Global market opportunities aren’t going to go away, so the government needs to change their rules. There are two main sets: the International Traffic in Arms Regulations (ITAR) and the Export Administration Regulations (EAR). The first is led by the Pentagon and is more restrictive, ensnaring everything from “spacecraft systems” to “robots” to “information security equipment.” Anything potentially game changing is on the list. The latter, EAR, is a broader list of items, and has the same effect of slowing down business deals and employing scores of lawyers to navigate layer upon layer of bureaucracy.

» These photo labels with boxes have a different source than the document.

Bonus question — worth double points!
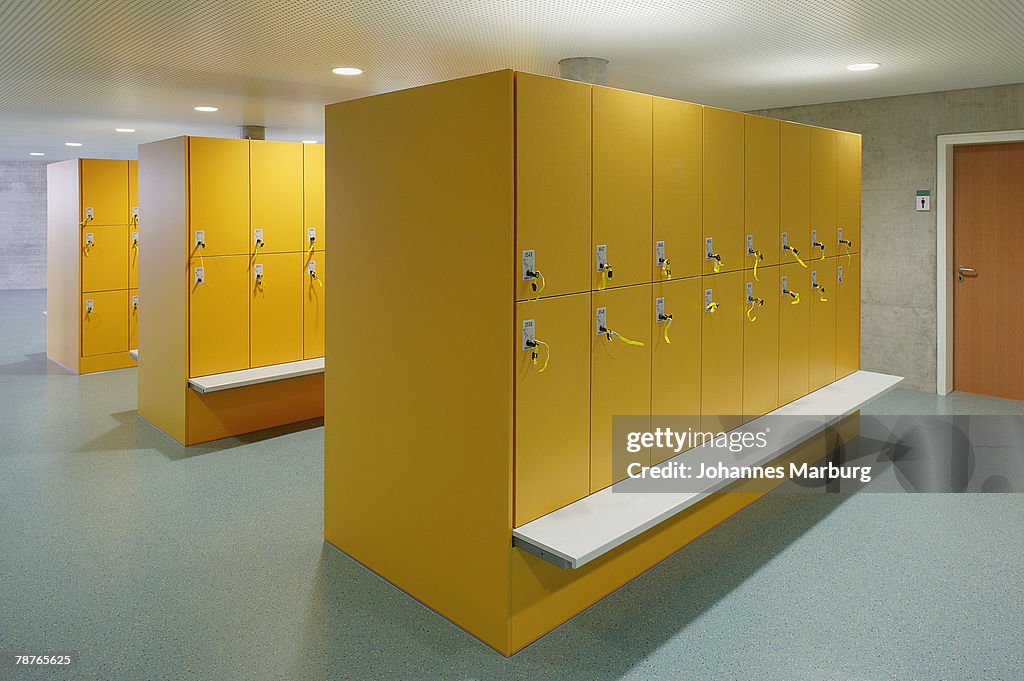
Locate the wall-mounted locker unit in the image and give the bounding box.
[138,137,328,444]
[46,159,138,374]
[321,71,859,653]
[591,88,653,291]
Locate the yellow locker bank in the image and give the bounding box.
[325,71,861,654]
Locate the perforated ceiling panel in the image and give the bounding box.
[0,0,1024,161]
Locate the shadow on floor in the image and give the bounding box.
[79,410,324,461]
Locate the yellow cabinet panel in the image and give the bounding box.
[778,263,811,405]
[249,140,301,253]
[807,258,837,390]
[778,122,811,264]
[188,137,247,256]
[836,253,860,379]
[249,253,306,367]
[302,251,327,359]
[79,159,128,227]
[700,271,744,432]
[128,289,138,350]
[82,291,128,357]
[808,128,839,264]
[81,224,128,291]
[590,87,654,290]
[302,144,327,251]
[515,74,598,300]
[700,107,746,274]
[514,293,593,526]
[650,276,703,464]
[743,266,782,420]
[651,97,703,282]
[588,286,653,492]
[836,132,861,254]
[743,116,781,268]
[186,255,247,377]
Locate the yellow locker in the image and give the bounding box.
[302,144,327,251]
[188,137,247,256]
[743,266,781,419]
[186,255,247,377]
[128,289,138,350]
[651,97,703,282]
[249,253,306,367]
[836,132,861,255]
[807,258,837,390]
[79,159,128,227]
[743,116,781,269]
[778,263,811,405]
[700,107,746,274]
[302,251,327,359]
[514,293,593,526]
[778,122,811,264]
[836,253,860,379]
[82,291,128,357]
[650,276,703,464]
[591,87,654,290]
[700,268,744,432]
[515,74,595,300]
[808,128,839,264]
[588,286,653,493]
[81,224,128,291]
[249,140,309,253]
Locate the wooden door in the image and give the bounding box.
[953,142,1024,399]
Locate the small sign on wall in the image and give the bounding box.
[914,189,932,211]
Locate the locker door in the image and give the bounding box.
[836,253,860,379]
[700,271,744,432]
[188,137,249,257]
[778,263,811,405]
[807,258,837,390]
[651,97,703,282]
[128,289,138,350]
[590,87,654,290]
[79,159,128,227]
[836,132,860,255]
[81,224,128,291]
[588,286,654,493]
[778,122,811,264]
[700,107,746,274]
[302,251,327,359]
[808,128,839,264]
[515,73,594,300]
[249,253,306,367]
[186,255,249,377]
[650,276,703,464]
[514,293,593,526]
[82,291,128,357]
[743,116,781,269]
[249,140,301,253]
[743,266,781,420]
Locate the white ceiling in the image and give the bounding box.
[0,0,1024,161]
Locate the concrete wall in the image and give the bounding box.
[753,84,1024,391]
[0,161,46,290]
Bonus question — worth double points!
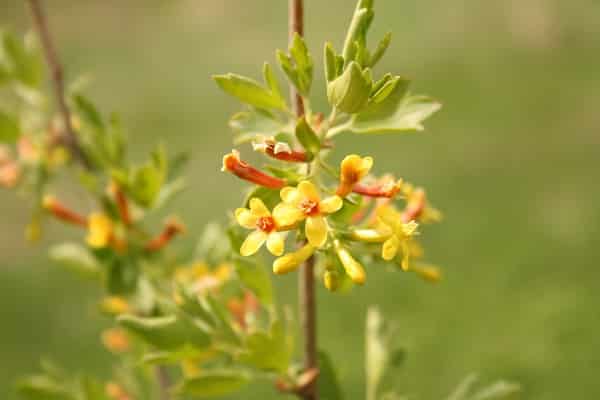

One of the biggest export markets, China, is the best example of this problem. For Silicon Valley, China is a key market, manufacturing partner and home to an increasingly connected middle class on a rocket-ride into 21st-century prosperity. For the Pentagon, China is a strategic adversary whose growing economic and military might may match the U.S. in a couple of decades, and thus must be out-innovated before that happens. Defense Secretary Carter, and others, hope that Silicon Valley can give an extra push to help the U.S. out-innovate Chinese “adversaries.”
Carter and the Pentagon need to tackle this head-on and incorporate changes and tweaks to export rules into the outreach plan to Silicon Valley. Of course, changing export rules takes time. In the intervening period, the military must find ways way to engage “DIB 2.0” that don’t run afoul of current export rules.
There will be no “DIB 2.0” without a concerted focus on export rules. Yet the tech sector can help drive the solution with the same alacrity that it bends and breaks status quo business rules every day.
The U.S. Secretary of Defense has made two trips to Silicon Valley this year, but has only spoken directly to his counterpart in Russia once in the same period.
Big companies like Google, Facebook, Intel and Apple, among others, need to elevate this issue when the military comes knocking at their door. The conversation needs to focus on classification of technology use cases, not the technology itself. This will both open up more opportunity and ensure America’s most innovative and strategically relevant technology doesn’t end up in the wrong hands. In addition, large tech firms can team with government-oriented engineering companies who do have a thorough understanding of export rules.
Engineering companies like Lockheed Martin, Raytheon, Northrop Grumman or Boeing can provide a critical buffer between commercial technologists and the types of government information that may cause export restrictions. To not lose commercial opportunities, however, caution is needed for “DIB 2.0” in accepting government R&D money.
Smaller companies can still use government work as a path to early growth (just ask Palantir). For B2B or B2C startups, deciding on the value of government work early is important. Existing sponsors such as In-Q-Tel can help pathfind or fund development. However, if your opportunity is B2B or B2C markets, startups should be wary of spending too much time with military customers.
Secretary Carter will certainly be back to Silicon Valley sooner rather than later. The next time he visits Sandhill Road, make sure the first thing he wants to talk about is helping the area’s tech firms do business with the Pentagon, while also ensuring they can thrive in international markets. Even in China.